Actually, depending on
actually, look up hydrodynamic hull speed.
Depending on whether the ship’s previous top speed was its hydrodynamic hull speed, it is paradoxically very possible for that same ship to become capable of slighter higher top speed with same engine power if you keep the same, beam, draft, and accept a slight increase in displacement to add a few percent to its length.
It is a trade off between increasing frictional drag of a longer resulting from greater wetted area, and the effect of a longer hull increasing the speed at which the wave drag increases exponentially.
I am aware of that particular relationship.

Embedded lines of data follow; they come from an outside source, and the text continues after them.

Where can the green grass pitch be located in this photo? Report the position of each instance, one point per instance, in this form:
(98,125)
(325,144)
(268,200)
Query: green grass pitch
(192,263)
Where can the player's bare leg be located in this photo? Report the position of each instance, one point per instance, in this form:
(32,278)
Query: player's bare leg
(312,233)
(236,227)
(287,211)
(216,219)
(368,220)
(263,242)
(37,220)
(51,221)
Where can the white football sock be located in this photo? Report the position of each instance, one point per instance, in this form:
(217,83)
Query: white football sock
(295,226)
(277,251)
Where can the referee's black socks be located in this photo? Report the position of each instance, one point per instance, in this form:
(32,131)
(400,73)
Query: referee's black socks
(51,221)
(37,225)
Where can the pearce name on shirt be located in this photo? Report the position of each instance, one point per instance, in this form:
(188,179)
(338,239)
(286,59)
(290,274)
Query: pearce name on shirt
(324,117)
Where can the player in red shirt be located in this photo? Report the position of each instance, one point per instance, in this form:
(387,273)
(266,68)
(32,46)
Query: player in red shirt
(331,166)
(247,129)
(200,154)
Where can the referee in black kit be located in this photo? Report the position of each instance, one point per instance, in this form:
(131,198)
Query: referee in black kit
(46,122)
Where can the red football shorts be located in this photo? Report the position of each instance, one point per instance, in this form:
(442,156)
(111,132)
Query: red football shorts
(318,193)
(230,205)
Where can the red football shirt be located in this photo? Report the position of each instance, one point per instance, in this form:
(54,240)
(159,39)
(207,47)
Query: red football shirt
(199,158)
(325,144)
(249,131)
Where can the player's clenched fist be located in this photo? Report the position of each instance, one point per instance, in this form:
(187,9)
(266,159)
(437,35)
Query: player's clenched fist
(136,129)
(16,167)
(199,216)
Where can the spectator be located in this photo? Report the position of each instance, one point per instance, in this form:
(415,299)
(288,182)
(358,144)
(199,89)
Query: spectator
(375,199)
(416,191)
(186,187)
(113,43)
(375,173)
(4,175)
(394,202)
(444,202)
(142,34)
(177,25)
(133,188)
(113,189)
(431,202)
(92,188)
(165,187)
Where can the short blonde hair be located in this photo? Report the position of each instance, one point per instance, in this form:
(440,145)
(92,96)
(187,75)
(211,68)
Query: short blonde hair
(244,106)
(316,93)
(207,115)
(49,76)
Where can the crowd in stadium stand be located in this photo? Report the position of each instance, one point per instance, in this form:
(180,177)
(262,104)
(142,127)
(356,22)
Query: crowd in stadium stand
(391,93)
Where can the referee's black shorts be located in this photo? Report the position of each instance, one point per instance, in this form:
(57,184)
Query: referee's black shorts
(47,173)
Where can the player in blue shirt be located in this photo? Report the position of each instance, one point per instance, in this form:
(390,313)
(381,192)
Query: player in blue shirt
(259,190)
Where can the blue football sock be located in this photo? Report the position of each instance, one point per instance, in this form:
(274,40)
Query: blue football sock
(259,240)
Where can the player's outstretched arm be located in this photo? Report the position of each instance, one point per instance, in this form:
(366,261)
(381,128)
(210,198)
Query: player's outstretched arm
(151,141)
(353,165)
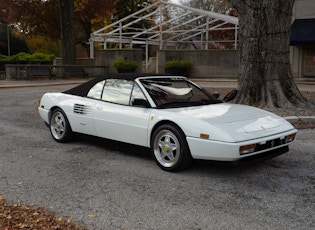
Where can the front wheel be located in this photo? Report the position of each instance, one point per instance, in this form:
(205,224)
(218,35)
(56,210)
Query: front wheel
(170,148)
(59,126)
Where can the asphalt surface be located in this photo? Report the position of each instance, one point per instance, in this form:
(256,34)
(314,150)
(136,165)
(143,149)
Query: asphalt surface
(108,185)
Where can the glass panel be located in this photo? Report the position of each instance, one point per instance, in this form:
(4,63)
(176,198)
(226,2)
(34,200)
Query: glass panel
(117,91)
(137,93)
(96,90)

Yet the fact that they chose not to pursue a slightly longer ship (assuming that they could maintain an equal or greater speed while retaining the same propulsion), suggests to me that there must be a significant reason for it.
Of the various possibilities, like cost, design limitations, and limitations of technology, the most likely is probably technology, and of technology, I think the most likely domain is overwhelmingly propulsion.
I have a few questions about them, is there any relationship between deck space and displacement?
The deck space of 003 is close to the Ford, so is their displacement also close?
View attachment 74219
There isn't a universally applicable relationship between flight deck area and displacement.
Close is relative. Is within 10,000-15,000 tons close?
One only needs to see the difference in displacement between Kitty Hawk class and Nimitz/Ford despite relative closeness in key dimensions.
An additional 10m of length, with different propulsion, can certainly add up, especially if the waterline beam is also wider by even only 0.5m.